Buon sangue non mente
Suo zio Barry è stato una leggenda dei Glasgow Rangers mentre il padre Derek, oltre che ai Gers, ha giocato a lungo in patria e in Inghilterra. E' il primo della famiglia in Italia, e quello che l'ha subito conquistata, soprattutto nella gestione Thiago Motta. Classe '99, la vita calcistica inizia nella squadra di famiglia, i Rangers, ma di fatto costruisce la sua carriera all'Hamilton. Nonostante la giovanissima età diventa un punto fermo del club e nel 2019 vince lo Scottish Football Writers Association Young Player of the Year. Praticamente sempre titolare nell'ultima annata all'Aberdeen, è diventato anche un perno nel giro della nazionale scozzese.

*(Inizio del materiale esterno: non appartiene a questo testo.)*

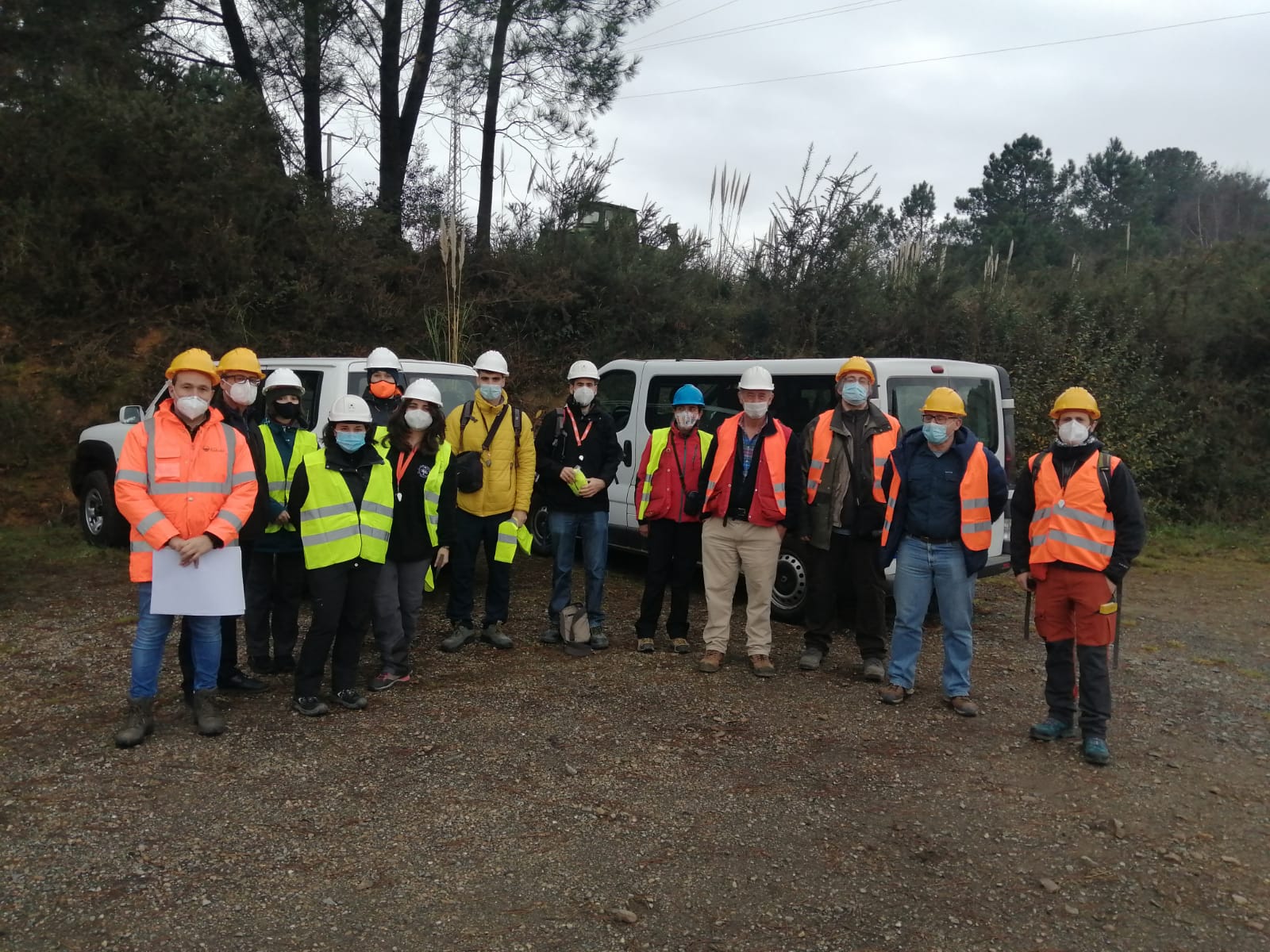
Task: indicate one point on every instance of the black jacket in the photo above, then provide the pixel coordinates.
(598, 456)
(1122, 498)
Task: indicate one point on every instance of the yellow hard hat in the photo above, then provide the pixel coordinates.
(194, 359)
(944, 400)
(1076, 399)
(243, 361)
(856, 365)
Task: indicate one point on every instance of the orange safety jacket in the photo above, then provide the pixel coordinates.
(171, 484)
(976, 513)
(883, 446)
(1072, 524)
(768, 505)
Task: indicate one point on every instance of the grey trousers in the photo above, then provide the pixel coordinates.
(397, 612)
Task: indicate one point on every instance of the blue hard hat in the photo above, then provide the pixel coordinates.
(689, 395)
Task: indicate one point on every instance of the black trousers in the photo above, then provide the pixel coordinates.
(275, 585)
(343, 602)
(673, 552)
(229, 639)
(470, 533)
(1062, 659)
(846, 588)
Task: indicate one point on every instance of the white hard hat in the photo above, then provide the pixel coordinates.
(283, 378)
(383, 359)
(349, 409)
(756, 378)
(492, 362)
(423, 390)
(583, 368)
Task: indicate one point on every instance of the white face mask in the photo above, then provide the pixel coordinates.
(243, 393)
(418, 419)
(1073, 433)
(190, 408)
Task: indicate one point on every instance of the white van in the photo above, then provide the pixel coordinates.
(638, 393)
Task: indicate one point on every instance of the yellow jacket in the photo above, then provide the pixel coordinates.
(510, 475)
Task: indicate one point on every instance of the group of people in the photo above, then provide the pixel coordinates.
(397, 490)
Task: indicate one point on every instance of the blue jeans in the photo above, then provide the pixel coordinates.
(565, 528)
(152, 635)
(921, 568)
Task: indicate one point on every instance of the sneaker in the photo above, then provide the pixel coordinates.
(762, 666)
(310, 706)
(461, 634)
(1095, 752)
(351, 698)
(963, 706)
(812, 658)
(387, 679)
(1052, 729)
(895, 695)
(710, 662)
(495, 635)
(874, 670)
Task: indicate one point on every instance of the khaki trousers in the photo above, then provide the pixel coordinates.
(727, 550)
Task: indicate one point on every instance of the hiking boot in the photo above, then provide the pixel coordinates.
(812, 658)
(1052, 729)
(493, 634)
(206, 716)
(762, 666)
(895, 695)
(310, 706)
(139, 725)
(461, 634)
(1095, 752)
(351, 698)
(387, 679)
(710, 662)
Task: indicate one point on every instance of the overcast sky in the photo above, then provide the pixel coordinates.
(1199, 88)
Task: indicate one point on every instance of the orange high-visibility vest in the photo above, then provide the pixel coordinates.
(171, 486)
(1072, 524)
(883, 444)
(768, 505)
(976, 514)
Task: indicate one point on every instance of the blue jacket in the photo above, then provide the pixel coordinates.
(963, 444)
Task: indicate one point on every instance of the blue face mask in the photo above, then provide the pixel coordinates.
(935, 433)
(854, 393)
(351, 442)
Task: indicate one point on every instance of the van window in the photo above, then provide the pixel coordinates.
(618, 393)
(908, 393)
(798, 399)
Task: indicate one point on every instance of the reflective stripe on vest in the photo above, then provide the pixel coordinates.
(330, 526)
(277, 478)
(1072, 524)
(658, 443)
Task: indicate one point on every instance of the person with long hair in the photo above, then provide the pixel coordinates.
(423, 514)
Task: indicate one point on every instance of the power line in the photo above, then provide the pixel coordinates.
(952, 56)
(768, 25)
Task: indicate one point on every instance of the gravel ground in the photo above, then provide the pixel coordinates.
(526, 800)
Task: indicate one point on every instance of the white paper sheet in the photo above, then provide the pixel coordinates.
(214, 588)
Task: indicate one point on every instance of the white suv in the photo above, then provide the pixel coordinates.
(324, 378)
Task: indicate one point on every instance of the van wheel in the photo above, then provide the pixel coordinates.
(99, 520)
(789, 593)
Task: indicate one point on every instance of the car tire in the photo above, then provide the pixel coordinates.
(99, 520)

Centrocampista totale, abilissimo sui piazzati, gioca da interno o da mediano e in questo girone d'andata è diventato un vero e proprio totem del Bologna di Motta.
Inamovibile a gennaio
Il diktat di Sartori e Motta è chiaro. A gennaio, Lewis Ferguson non lascerà la città delle Due Torri. Non partirà perché è uno dei perni del progetto, poi tutti sono consci che potrebbero arrivare al club di Joey Saputo delle proposte irrinunciabili per lui e per Joshua Zirkzee nell'estate che verrà. In Italia le proposte arrivate finora, dalla Lazio su tutte, non hanno convinto il Bologna a liberarlo e adesso stanno arrivando proposte importanti dalla Premier League. Con l'idea chiara: a gennaio resta a Bologna, per continuare a vivere un sogno.